Caminamos en penumbra sin poder evitar las piedras, zarzas, los palos…pero también disfrutando de las flores, estrellas y las artes. Y, mientras que las unas las perfuman con su fragancia, las otras iluminan el cauce, las terceras sirven a los hombres para expresar sus potencialidades creando belleza.

Y D. Enrique Cal Pardo, sacerdote sencillo, sincero, humilde… cultísimo, sabio, investigador y acreedor de muchísimas distinciones, que de poco valen resaltar tras su óbito, era para nosotros- y uso el plural consciente de representar a más de uno- esa rosa que con su perfume impregnaba nuestras vidas del aroma de la paz y sabiduría que tanto recuerdan el “ Beatus Ille “.

La discreción, la tolerancia, la palabra justa, el consejo sugerido, el trabajo constante, amén de su propia producción-miles de libros hacen referencia a sus esfuerzos como respetadísimo investigador medievalista-el escaso apego a las consideraciones mundanas…fraguaron esa su personalidad, de ingente capacidad intelectual, para convertirla en ese capullo, con pétalos de adoración a Dios, en ese cáliz de esencia suave, tierna y amorosa. Esa flor nacida en Galdo, xardín do Val de Viveiro que decía el poeta, y patria mía por amor. Niño tiernamente trasplantado a su queridísimo Mondoñedo-hoy Hijo adoptivo de la Ciudad (mi reconocimiento y gratitud a las autoridades)- D, Enrique no sólo trabajó infatigablemente setenta años para revivir la cultura del archivo catedralicio, sino que también cumplió acertadísimamente su labor de apostolado desde su amor a la Virgen.
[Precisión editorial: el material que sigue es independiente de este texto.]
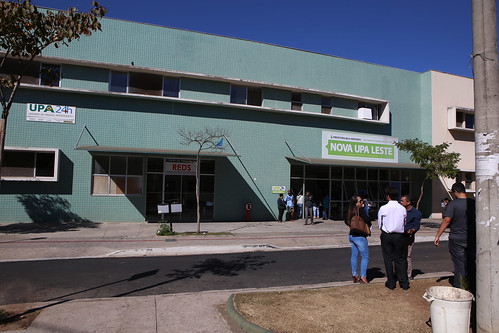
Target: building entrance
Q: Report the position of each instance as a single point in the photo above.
(333, 186)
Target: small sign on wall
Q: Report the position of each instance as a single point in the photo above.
(180, 167)
(51, 113)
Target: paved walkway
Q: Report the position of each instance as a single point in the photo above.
(192, 312)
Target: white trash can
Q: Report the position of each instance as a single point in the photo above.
(450, 309)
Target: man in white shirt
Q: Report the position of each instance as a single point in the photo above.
(391, 222)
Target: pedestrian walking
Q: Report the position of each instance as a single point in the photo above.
(358, 240)
(281, 206)
(391, 222)
(308, 213)
(412, 225)
(459, 216)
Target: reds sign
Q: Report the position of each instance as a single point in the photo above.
(180, 167)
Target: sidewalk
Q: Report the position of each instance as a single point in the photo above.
(190, 312)
(139, 239)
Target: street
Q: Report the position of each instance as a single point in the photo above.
(59, 280)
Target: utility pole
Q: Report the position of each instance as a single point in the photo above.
(486, 80)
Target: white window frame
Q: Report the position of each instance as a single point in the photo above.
(110, 175)
(171, 78)
(55, 178)
(452, 124)
(42, 64)
(127, 81)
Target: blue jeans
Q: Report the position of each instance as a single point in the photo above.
(300, 210)
(359, 245)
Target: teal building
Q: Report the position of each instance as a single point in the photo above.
(102, 143)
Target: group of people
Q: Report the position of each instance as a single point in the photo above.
(399, 222)
(302, 206)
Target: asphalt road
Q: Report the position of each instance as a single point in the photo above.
(59, 280)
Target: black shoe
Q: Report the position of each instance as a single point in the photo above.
(389, 285)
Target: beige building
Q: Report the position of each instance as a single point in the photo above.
(453, 122)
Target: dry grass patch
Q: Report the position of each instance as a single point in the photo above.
(351, 308)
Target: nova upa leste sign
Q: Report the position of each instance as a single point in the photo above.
(337, 145)
(51, 113)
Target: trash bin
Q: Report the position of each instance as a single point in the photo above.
(450, 309)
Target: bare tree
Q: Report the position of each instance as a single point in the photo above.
(206, 139)
(434, 159)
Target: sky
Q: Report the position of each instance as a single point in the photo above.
(418, 35)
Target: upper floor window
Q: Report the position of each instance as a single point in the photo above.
(461, 119)
(50, 75)
(117, 175)
(296, 103)
(245, 95)
(468, 178)
(465, 120)
(145, 83)
(171, 86)
(24, 164)
(326, 105)
(118, 81)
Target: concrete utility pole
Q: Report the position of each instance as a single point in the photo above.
(486, 79)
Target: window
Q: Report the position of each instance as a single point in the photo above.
(50, 75)
(118, 81)
(296, 103)
(15, 66)
(465, 120)
(171, 87)
(145, 83)
(33, 164)
(461, 119)
(326, 105)
(368, 111)
(468, 178)
(245, 95)
(117, 175)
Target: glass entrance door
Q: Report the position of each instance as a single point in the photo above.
(162, 187)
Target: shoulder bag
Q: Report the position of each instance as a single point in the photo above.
(358, 224)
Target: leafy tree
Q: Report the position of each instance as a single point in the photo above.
(434, 159)
(206, 139)
(25, 32)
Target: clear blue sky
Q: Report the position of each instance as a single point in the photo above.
(415, 35)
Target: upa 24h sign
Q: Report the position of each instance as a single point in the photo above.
(51, 113)
(337, 145)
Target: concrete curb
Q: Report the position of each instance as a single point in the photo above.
(240, 321)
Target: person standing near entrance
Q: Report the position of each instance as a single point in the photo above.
(308, 208)
(281, 206)
(290, 204)
(299, 203)
(325, 207)
(460, 217)
(412, 225)
(391, 222)
(358, 240)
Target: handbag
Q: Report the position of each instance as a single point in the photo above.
(358, 224)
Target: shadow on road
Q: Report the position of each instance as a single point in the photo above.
(49, 213)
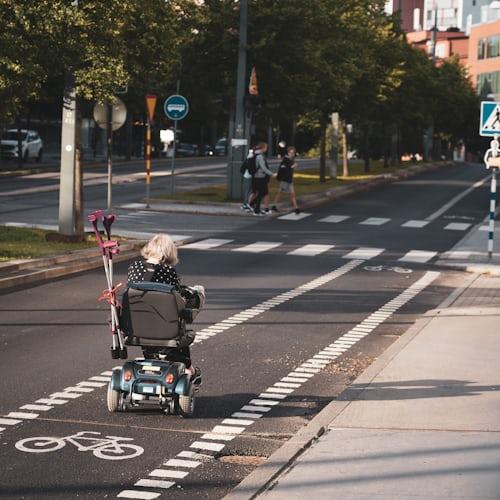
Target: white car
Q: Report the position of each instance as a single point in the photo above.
(31, 144)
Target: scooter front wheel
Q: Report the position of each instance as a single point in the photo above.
(186, 403)
(113, 399)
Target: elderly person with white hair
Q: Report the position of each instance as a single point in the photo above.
(157, 265)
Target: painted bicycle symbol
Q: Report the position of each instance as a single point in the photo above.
(106, 448)
(396, 269)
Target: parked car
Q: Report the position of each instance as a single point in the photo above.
(207, 150)
(186, 149)
(31, 144)
(221, 147)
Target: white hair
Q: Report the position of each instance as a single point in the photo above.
(162, 248)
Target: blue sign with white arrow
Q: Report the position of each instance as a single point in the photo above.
(489, 124)
(176, 107)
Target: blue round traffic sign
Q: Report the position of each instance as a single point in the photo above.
(176, 107)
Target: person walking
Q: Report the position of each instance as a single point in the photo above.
(248, 171)
(261, 178)
(285, 178)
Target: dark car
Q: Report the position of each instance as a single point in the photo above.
(186, 149)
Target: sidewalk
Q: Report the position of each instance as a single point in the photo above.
(422, 422)
(471, 252)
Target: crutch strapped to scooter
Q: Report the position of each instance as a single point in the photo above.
(109, 248)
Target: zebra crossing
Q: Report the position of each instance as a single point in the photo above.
(375, 221)
(307, 250)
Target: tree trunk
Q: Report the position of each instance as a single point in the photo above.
(366, 148)
(322, 156)
(79, 226)
(128, 131)
(345, 148)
Allí, entregado a su gente y queriéndose mutuamente, bebió del archivo catedralicio para mostrar al mundo los desvelos de tantos y tantos historiadores y, merced a su trabajo, ser faro de nuestra Historia sin olvidar otra actividades como beber de las mismas fuentes literarias y vitales de su amigo el gran Cunqueiro o mi admirado Leiras.

Y en ese caminar de la hojarasca sumergida en las tinieblas y que, como diría el recientemente fallecido poeta Carlos Oroza, busca la luz –añado yo: mediante nuestras potencialidades-;en ese cosmos que nos recuerda nuestros límites y nos habla, aunque no queramos escucharlo, de nuestra insignificancia; en esos copos de algodón en los que vivimos, en ese suelo, al que algunos llaman valle de lágrimas y para otros es cortijo de placeres, es preciso un faro, una estrella que alumbre nuestro vivir y encamine nuestras inquietudes por los senderos limpios de la mejora de la especie humana por la vía de la cultura y de la paz. Y es aquí donde emerge en nuestra vida la figura de D. Enrique, padre, rosa y luz.

Es ahí donde el faro alumbra el curso de las hojas y nos conciencia de que cuando la rosa se marchita, fruto de nuestra caducidad, es preciso encontrar el relevo; la persona generosa capaz de entregarse al servicio de los demás con ese altruismo tan exquisito que poseía D. Enrique. Es necesario que alguien siga alumbrando vuestras vidas con ese fulgor que emanaba de su fina y sensible personalidad. Árdua tarea.

Hoy, en el paraíso de la superficialidad y la estulticia, la soberbia y la vanidad, la vagancia y la pedantería, en esta tierra de golfos y parados, de jubilados y emigrantes… y en esta sociedad absurda y vacía que nos toca vivir, sufrimos la pérdida de la rosa marchita, la fuente limpia de la verdad y la falta de luz del rosetón catedralicio,

Quiero esperar que ese Dios, al que con tanto ahínco buscó para mostrarnos a lo largo de su vida, le permita entrar en la Catedral del cielo, en la compañía de san Jaime Cabot, para seguir aprendiendo a comer ese rico pan de Mondoñedo, en forma de lecciones, y beber en esas fuentes de agua cristalina con que nos calmó la sed de paz y amor.

Nuestros corazones, de Maika y mío, quedaron huérfanos.